Karen Stock, 24, a graduate of the University of South Florida, New College with a degree in literature and art history major, works at Bookstop, a bookstore in Tampa.

Stock read Their Eyes Were Watching God three times, and each time she said it seemed different.

"As you change, different things in the book strike a cord in you," she said.

The fictional story is about Janie Crawford, a black woman who marries three times and struggles to find her identity as a woman.

Stock said she enjoyed the novel because it seems like a simple story, but it really has a lot of depth. Stock said one of the themes is self-discovery, something she could identify with each time she read it.

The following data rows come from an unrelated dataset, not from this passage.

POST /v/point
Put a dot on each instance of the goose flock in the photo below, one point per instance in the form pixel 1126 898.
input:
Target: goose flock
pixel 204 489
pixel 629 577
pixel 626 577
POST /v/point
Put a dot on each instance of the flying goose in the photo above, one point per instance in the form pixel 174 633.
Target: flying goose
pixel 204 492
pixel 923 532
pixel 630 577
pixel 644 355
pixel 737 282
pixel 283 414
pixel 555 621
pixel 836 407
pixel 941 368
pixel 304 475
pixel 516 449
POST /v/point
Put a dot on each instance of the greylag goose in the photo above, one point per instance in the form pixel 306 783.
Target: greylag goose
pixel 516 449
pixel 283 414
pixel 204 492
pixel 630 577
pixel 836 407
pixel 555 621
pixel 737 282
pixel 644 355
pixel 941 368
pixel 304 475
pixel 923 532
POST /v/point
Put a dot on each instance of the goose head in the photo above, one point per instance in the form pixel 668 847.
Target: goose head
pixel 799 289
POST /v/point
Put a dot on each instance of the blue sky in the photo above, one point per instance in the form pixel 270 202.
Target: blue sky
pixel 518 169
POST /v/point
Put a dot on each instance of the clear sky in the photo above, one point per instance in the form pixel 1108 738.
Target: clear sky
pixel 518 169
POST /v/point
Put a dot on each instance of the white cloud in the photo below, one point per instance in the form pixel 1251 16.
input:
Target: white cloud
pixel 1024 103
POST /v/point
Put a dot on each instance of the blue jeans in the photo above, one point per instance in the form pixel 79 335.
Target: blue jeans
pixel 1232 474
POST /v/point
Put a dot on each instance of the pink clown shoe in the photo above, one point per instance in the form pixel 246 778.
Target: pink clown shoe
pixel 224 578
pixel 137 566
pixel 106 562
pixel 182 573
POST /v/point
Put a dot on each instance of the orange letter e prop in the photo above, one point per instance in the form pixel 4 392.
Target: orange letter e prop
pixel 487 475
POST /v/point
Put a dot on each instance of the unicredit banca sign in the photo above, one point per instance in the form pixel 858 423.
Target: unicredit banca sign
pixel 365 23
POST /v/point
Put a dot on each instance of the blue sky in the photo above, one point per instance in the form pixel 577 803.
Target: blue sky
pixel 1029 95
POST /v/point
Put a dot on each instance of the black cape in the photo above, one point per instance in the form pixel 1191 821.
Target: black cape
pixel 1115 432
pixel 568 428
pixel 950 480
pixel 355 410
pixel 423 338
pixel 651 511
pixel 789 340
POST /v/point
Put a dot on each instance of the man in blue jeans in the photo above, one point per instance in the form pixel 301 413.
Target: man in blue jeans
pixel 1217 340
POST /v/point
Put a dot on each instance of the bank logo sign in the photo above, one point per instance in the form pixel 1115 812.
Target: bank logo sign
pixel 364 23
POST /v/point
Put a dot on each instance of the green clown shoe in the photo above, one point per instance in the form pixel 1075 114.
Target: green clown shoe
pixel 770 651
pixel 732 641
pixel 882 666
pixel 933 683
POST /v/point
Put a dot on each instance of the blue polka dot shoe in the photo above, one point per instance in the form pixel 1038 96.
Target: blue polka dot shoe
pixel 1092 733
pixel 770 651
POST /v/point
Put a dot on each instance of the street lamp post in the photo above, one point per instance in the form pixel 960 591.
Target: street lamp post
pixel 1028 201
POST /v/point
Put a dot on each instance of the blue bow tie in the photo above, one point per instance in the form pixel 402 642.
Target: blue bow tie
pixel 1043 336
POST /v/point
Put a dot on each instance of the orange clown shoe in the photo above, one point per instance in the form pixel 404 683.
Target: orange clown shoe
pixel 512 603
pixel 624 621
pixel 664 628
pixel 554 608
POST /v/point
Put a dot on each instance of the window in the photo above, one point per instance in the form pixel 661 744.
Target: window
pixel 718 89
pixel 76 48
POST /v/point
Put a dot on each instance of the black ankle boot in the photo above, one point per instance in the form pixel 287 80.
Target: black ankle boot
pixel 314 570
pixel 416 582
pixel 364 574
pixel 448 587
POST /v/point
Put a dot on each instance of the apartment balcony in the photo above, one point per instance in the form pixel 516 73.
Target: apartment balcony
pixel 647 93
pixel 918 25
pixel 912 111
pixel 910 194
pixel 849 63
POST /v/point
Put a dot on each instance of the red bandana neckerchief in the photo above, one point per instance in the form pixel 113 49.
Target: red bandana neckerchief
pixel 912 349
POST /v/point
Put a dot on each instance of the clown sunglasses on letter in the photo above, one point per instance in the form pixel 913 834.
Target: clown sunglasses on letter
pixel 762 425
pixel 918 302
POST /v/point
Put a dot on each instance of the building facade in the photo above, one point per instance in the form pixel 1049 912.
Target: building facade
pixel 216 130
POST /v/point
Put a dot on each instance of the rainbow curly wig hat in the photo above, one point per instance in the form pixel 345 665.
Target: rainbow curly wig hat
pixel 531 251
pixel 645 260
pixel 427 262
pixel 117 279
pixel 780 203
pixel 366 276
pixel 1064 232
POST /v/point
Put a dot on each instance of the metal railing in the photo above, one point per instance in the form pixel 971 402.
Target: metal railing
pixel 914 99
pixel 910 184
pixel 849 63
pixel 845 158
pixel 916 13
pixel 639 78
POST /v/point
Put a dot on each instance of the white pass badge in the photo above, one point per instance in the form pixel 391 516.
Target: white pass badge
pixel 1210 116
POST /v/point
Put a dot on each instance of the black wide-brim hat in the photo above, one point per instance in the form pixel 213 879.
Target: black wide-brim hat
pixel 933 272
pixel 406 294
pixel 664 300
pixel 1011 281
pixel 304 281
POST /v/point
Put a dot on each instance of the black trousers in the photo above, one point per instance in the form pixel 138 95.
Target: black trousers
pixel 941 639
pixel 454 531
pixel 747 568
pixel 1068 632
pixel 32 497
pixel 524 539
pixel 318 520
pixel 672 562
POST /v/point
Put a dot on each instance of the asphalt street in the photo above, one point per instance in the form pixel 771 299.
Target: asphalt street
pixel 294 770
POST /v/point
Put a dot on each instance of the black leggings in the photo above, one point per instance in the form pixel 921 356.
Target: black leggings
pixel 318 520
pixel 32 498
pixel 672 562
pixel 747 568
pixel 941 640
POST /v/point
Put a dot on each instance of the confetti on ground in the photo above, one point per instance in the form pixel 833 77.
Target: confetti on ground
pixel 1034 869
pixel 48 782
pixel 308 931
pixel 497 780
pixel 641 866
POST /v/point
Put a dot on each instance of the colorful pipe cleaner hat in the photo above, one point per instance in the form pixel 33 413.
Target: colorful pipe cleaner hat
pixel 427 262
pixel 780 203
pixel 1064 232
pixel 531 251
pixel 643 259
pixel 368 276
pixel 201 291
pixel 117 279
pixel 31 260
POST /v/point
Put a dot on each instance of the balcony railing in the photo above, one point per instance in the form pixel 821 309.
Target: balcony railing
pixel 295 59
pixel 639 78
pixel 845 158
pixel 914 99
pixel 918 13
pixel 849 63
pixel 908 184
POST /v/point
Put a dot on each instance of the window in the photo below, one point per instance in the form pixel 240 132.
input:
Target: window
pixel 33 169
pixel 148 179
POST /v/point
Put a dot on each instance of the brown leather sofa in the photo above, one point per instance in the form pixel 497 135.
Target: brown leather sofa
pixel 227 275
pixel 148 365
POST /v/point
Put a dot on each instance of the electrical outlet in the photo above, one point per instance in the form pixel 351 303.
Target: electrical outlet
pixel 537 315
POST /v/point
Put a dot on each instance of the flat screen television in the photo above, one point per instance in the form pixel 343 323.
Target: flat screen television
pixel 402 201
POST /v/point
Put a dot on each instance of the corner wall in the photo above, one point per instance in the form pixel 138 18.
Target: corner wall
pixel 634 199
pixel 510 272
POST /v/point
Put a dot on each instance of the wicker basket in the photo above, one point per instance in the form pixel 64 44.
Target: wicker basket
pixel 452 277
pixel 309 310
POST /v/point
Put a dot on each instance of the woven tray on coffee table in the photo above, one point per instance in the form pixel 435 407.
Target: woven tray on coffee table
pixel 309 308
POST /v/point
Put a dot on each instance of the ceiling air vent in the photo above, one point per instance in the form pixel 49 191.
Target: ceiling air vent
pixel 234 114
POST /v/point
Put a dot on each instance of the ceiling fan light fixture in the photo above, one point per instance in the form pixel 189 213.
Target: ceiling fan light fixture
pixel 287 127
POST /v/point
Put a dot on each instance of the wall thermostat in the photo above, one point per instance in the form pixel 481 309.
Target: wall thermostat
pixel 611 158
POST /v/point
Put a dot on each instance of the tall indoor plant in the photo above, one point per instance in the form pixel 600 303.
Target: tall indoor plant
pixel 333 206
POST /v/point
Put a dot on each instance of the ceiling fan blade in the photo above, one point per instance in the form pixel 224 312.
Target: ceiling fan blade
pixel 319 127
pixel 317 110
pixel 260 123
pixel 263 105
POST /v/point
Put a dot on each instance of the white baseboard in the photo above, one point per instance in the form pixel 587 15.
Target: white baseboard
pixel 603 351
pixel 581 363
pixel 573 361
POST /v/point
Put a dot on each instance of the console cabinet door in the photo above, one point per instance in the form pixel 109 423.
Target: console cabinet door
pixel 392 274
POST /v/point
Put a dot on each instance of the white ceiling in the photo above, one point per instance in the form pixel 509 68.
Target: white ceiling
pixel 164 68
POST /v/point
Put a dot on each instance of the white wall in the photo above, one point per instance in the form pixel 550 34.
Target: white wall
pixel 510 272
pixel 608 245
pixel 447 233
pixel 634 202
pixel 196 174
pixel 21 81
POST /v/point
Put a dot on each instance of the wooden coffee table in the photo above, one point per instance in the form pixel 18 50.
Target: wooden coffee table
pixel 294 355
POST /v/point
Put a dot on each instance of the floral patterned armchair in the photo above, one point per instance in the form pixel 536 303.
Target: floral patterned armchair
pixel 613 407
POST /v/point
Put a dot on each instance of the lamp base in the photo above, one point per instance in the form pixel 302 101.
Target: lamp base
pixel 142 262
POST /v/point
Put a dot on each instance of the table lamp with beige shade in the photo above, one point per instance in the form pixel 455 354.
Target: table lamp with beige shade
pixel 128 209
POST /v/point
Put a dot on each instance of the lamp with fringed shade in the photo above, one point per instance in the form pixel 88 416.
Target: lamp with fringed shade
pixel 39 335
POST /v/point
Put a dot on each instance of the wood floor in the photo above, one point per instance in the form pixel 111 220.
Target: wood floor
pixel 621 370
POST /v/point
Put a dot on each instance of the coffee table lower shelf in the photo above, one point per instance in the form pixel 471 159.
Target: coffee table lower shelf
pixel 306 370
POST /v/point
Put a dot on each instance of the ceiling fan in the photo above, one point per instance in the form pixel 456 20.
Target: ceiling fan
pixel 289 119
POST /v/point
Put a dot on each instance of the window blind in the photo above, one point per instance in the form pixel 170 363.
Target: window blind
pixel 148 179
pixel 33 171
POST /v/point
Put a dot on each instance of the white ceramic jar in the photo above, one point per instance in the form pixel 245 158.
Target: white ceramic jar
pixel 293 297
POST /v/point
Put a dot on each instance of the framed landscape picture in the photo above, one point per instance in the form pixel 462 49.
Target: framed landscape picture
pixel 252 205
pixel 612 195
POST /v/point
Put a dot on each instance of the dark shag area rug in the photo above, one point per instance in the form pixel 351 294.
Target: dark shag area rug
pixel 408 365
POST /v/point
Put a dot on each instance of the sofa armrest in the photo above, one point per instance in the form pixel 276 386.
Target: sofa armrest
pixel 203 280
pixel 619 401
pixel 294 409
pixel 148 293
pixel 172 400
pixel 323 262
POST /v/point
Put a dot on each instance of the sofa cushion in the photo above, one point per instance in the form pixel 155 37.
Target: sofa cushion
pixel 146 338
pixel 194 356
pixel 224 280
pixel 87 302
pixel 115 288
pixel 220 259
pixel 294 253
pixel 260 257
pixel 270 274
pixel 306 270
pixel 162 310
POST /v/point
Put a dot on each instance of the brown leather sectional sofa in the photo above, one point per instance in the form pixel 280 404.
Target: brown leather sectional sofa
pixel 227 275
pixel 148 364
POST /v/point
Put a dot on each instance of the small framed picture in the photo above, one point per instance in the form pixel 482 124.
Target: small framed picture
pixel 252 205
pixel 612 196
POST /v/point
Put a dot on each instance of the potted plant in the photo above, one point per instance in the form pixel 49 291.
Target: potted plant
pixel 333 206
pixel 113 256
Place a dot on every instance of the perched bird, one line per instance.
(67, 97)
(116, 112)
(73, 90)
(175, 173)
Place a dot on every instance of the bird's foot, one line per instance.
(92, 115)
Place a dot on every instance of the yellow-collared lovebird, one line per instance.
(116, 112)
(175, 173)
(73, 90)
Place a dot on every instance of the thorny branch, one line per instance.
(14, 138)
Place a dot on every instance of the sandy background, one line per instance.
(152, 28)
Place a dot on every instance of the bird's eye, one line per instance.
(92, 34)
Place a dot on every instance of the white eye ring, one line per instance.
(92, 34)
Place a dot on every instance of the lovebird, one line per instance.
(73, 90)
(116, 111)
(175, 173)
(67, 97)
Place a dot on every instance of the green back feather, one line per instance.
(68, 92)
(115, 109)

"Everyone is trying to find themselves," Stock said, "and balance what everyone's expectations are and . . . this idea of what you want to be. . . . In the end, (Janie) finds true love. That is what she has been looking for in all the other places."

The story is set in Eatonville, a community near Orlando. When Stock read the book as a college student, one of her projects was to visit the town and keep a journal of what she saw.

"But it wasn't like I imagined it," she said.

Most of the book's Southern black dialogue is spelled phonetically. Stock found it easy to read and beautiful. She said many of the descriptions are very sensual.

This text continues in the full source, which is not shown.